Ms Reeve said she ‘couldn’t sit still’ and would ‘go out by myself’ instead of spending a night at home.

After falling pregnant with her baby girl aged 20, Ms Reeve cut down her drinking and drug-taking, but when a relationship ended three years later, she slipped back into the cycle.

‘It all crept back in and it was time to go back out partying,’ she said.

She went on to have two sons but the emotional toll of her addiction was growing.

‘When I had my second child, I had to hide it a lot more but I don’t think I was doing the best job,’ she said.

‘Towards 2013 and 2014, I was getting paranoid, hearing things, thinking people were watching me all the time.

‘Eventually, I decided I wanted a better life for my children, so I moved away from London to get away from it all and I did but it crept back in.

‘I found life quite depressing and scary and the only way I knew how to change that was through drink and drugs.’

The addiction cost her anywhere between £20 and £200 a day – and she suspects she could have bought a house with the money she spent on drugs over the years.

She continued: ‘I never lost my kids or my house or any of that stuff but I lost my sanity, my dignity, my self-worth.

‘My health was really bad. I remember one time looking in the mirror and my face had gone grey and my lips were blue from sniffing.

‘I still went back and did another one.’

Ms Reeve painstakingly held down jobs as an estate agent and barmaid throughout the darkest depths of her addiction.

‘I used to think ‘why don’t people like me’ but then I was turning up hungover and on no sleep,’ she said.
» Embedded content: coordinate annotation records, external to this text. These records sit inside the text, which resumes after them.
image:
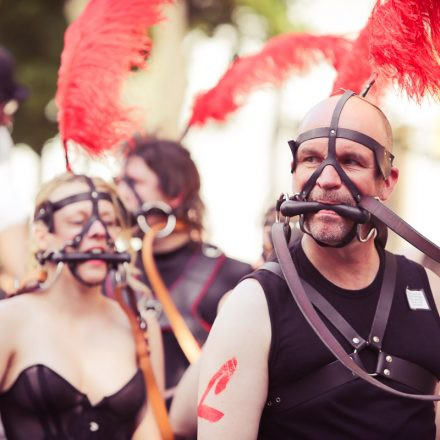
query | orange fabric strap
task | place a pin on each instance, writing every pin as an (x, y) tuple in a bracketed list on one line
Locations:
[(185, 338), (153, 393)]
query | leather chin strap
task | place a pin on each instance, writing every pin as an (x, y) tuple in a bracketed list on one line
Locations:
[(45, 212), (383, 161)]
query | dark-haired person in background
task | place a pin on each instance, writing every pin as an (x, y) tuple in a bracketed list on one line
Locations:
[(160, 183)]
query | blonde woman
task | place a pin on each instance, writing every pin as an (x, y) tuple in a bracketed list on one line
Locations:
[(68, 361)]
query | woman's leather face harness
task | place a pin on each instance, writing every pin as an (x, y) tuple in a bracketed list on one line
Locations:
[(45, 213)]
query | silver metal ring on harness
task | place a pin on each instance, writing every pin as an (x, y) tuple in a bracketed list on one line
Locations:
[(161, 206)]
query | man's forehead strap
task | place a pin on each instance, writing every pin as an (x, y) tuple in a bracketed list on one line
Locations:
[(384, 159)]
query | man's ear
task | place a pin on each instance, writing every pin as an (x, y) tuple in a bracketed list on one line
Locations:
[(389, 184), (41, 234)]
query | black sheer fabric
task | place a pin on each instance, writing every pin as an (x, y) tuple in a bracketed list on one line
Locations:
[(41, 404)]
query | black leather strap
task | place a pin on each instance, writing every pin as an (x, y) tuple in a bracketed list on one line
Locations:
[(388, 366), (316, 383), (400, 227), (384, 303)]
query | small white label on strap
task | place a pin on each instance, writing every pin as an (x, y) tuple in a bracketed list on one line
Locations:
[(417, 299)]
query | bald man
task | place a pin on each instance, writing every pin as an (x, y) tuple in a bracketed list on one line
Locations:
[(265, 374)]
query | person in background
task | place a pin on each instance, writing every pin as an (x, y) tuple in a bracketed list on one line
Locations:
[(13, 228), (160, 186), (70, 364)]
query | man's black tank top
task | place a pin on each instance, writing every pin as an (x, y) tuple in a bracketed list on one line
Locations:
[(42, 405), (356, 410), (221, 278)]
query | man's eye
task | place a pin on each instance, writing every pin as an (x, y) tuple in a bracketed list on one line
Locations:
[(350, 161), (110, 223)]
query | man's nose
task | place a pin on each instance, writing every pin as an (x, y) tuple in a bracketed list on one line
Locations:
[(97, 229), (329, 178)]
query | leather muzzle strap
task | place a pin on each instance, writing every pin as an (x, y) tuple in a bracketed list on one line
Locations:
[(319, 327), (400, 227)]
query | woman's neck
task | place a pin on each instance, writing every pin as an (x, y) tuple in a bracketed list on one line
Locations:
[(68, 294)]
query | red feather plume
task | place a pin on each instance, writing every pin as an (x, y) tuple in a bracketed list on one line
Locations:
[(355, 68), (272, 65), (101, 47), (405, 44)]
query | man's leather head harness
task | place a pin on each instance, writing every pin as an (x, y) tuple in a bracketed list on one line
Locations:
[(45, 213), (299, 205), (140, 215)]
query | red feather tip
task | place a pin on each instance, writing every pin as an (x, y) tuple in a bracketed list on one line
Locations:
[(101, 47), (281, 56), (356, 68), (405, 43)]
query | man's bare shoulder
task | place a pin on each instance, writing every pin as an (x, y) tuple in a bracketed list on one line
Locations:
[(247, 296)]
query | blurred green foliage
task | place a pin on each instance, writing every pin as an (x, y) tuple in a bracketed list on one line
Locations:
[(207, 14)]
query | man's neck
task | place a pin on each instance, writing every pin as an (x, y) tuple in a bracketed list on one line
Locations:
[(351, 267)]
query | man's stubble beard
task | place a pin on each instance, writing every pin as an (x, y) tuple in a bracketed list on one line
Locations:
[(329, 229)]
‘Jobs would fizzle out but I always had a job.

‘One would end and I would go for the next one.’

After so many years of constant drinking and drug-taking, plus many ‘rock bottom’ moments, one ‘moment of clarity’ in her garden three years ago drove Ms Reeve to change.
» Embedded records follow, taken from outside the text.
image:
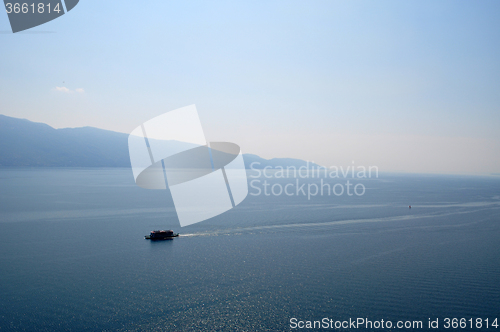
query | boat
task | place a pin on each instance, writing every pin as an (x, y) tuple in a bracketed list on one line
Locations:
[(161, 235)]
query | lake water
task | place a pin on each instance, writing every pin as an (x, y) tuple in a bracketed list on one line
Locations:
[(73, 255)]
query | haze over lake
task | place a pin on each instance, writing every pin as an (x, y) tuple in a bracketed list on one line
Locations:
[(74, 255)]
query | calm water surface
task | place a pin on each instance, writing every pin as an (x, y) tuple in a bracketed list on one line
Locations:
[(73, 255)]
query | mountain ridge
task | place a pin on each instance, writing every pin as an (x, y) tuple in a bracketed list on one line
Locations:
[(24, 143)]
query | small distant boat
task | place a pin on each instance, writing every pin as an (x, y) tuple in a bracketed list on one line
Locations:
[(161, 235)]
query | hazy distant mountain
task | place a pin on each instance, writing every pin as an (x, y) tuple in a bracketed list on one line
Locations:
[(26, 143)]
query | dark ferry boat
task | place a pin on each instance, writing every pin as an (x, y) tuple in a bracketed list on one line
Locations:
[(161, 235)]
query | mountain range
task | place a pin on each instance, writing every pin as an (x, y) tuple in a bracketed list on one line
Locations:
[(24, 143)]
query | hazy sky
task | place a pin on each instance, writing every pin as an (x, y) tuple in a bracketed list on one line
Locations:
[(405, 85)]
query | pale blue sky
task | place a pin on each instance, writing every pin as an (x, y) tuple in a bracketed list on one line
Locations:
[(405, 85)]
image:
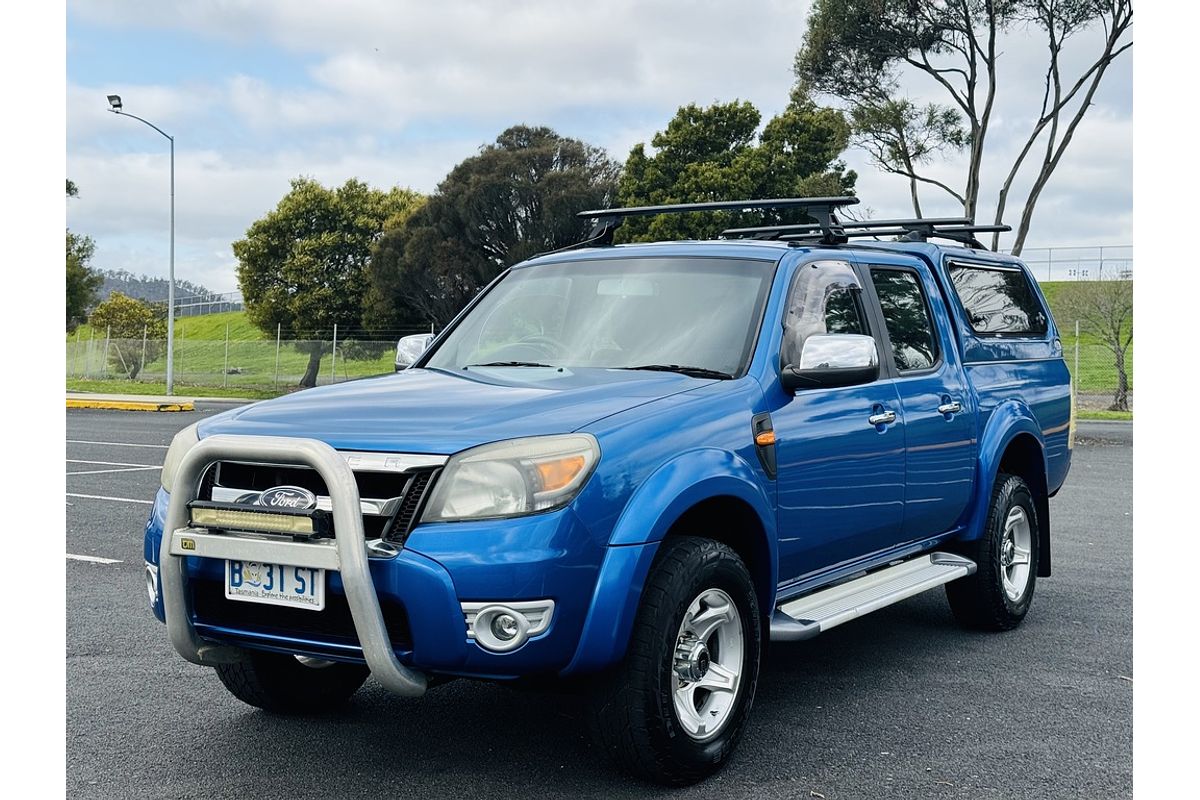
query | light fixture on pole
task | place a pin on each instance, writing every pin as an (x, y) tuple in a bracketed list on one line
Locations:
[(114, 102)]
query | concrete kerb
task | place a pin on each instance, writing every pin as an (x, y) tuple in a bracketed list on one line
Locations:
[(131, 402)]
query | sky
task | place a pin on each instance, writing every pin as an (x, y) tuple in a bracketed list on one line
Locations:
[(395, 92)]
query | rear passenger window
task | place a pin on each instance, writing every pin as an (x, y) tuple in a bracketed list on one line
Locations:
[(906, 314), (999, 301)]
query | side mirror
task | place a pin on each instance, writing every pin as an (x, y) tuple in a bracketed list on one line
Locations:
[(832, 360), (411, 348)]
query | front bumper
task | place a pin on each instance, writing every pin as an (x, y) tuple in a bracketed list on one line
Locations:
[(415, 617)]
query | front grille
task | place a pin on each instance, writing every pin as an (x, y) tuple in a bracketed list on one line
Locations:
[(391, 500), (333, 624)]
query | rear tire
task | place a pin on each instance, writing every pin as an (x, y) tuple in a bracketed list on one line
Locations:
[(281, 684), (699, 617), (999, 595)]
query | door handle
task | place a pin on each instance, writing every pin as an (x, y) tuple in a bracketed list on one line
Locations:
[(883, 417)]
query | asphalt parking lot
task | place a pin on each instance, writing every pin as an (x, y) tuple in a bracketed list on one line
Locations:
[(898, 704)]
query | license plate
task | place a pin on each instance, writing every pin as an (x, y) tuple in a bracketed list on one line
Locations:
[(277, 584)]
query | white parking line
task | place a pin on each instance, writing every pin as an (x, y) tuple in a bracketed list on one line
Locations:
[(101, 497), (115, 444), (106, 463), (94, 559)]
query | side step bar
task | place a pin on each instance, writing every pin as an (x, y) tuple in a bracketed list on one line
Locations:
[(811, 614)]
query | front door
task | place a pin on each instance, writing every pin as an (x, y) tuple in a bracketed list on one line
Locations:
[(840, 486)]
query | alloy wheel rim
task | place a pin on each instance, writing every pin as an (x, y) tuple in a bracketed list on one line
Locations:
[(706, 672), (1015, 552)]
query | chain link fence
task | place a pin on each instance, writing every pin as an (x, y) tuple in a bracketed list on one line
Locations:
[(1093, 370), (1051, 264), (262, 365)]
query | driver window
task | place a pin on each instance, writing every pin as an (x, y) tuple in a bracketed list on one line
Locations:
[(826, 298)]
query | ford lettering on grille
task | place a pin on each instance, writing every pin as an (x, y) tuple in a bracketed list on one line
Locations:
[(287, 497)]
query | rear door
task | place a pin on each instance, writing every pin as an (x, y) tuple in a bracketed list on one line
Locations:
[(939, 414)]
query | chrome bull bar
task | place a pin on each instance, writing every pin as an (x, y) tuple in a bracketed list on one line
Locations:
[(347, 554)]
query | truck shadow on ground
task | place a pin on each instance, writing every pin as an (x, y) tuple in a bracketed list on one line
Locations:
[(535, 740)]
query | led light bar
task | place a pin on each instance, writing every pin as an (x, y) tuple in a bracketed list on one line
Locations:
[(227, 516)]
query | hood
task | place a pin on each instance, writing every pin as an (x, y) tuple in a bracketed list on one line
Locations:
[(437, 411)]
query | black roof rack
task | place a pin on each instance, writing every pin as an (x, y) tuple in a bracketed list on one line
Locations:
[(828, 229), (775, 232), (964, 234), (960, 229), (819, 208)]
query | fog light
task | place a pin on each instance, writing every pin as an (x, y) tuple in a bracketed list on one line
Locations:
[(507, 625), (504, 627), (153, 583), (501, 629)]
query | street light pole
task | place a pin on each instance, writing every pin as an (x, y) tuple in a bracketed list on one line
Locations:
[(114, 101)]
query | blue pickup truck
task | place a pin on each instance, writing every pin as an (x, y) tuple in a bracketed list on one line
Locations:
[(635, 464)]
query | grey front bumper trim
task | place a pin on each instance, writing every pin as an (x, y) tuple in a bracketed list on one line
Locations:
[(349, 554)]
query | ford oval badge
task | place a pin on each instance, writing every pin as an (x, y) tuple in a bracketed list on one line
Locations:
[(287, 497)]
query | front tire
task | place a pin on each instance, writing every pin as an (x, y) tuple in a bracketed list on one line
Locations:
[(282, 684), (673, 710), (999, 595)]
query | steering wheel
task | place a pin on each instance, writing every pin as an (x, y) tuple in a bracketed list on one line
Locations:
[(547, 344)]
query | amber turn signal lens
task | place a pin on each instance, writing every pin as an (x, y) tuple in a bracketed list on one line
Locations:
[(558, 473)]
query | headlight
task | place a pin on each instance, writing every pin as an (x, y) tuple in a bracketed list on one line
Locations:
[(184, 440), (514, 477)]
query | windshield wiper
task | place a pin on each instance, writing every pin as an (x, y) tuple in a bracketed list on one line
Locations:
[(511, 364), (693, 372)]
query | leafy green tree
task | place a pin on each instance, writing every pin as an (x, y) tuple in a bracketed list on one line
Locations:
[(516, 198), (717, 154), (304, 265), (858, 50), (82, 281), (136, 330), (900, 137)]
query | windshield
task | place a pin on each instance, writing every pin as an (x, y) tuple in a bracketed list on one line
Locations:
[(696, 313)]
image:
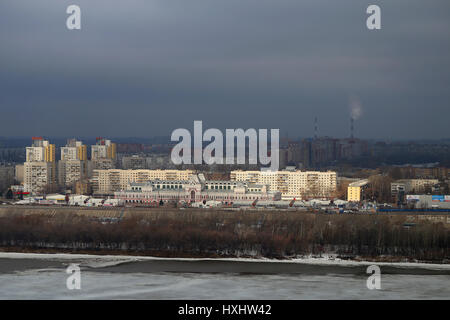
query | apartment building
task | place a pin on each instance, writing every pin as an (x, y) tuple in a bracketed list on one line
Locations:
[(405, 186), (40, 166), (292, 184), (73, 164), (74, 150), (103, 149), (355, 190), (195, 189)]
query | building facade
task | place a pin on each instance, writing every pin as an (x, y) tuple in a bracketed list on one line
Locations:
[(355, 190), (109, 181), (40, 167), (196, 189), (292, 184)]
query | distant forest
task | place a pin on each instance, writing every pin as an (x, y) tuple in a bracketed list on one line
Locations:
[(211, 233)]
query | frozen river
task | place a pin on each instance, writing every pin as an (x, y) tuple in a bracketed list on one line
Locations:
[(34, 276)]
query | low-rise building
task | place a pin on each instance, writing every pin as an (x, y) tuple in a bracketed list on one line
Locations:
[(196, 189), (292, 183), (109, 181), (355, 190)]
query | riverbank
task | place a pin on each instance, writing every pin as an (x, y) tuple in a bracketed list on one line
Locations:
[(218, 234), (330, 259)]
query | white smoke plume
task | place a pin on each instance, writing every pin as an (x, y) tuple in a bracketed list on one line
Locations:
[(355, 108)]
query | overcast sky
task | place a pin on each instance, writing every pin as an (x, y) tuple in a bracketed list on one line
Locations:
[(146, 67)]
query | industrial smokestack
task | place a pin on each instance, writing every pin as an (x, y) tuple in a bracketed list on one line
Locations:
[(351, 127), (315, 128), (355, 113)]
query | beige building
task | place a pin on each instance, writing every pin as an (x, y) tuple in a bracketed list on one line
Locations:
[(74, 150), (103, 149), (411, 185), (73, 164), (355, 190), (41, 150), (292, 184), (40, 167), (109, 181), (39, 177), (19, 173)]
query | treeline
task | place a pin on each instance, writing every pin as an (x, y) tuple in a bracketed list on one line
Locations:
[(217, 233)]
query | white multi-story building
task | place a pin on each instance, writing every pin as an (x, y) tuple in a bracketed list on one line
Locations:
[(39, 176), (103, 149), (41, 150), (292, 184), (39, 168), (74, 150), (73, 164)]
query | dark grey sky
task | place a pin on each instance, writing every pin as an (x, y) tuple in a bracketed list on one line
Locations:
[(147, 67)]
She said: ‘One day, I was sitting in the garden smoking a joint and I literally can’t describe what happened.

‘I was enlightened and I thought “you’re going to kill yourself and this is your opportunity to turn this around”.

‘To be honest, I had wanted to stop for years but I was so scared that if I asked for help I’d lose my children.

‘All I ever wanted to be was a good mum so the thought of losing my kids was awful for them just as much as me.

‘I’m grateful I didn’t lose my children but I’m even more grateful they didn’t lose me.’

Walking into a recovery group meeting was a scary moment – but she has never looked back since.

She said: ‘A couple of days after that moment, I walked in all dressed up (to the meeting) because I wanted to look like I wasn’t that bad.

‘And I said ‘I’m Ms Reeve and I’m an addict’ and I surprised myself.

‘I couldn’t believe that these people had done what I was doing and they were OK and they were happy.’

In the years since, she has shared her journey on social media, and started training to become a therapist and supports other recovering addicts through a 12-step fellowship.

‘Recovery has given me freedom’, she said.

‘I don’t have a big house or fancy cars but I have peace.

‘I have a brilliant relationship with my children.

‘If I can help another woman and her children not to go through what some other children have to go through, then me sharing my story is worth it.’

She added: ‘I used to look at my kids every day and break inside but they were the reason I kept going.’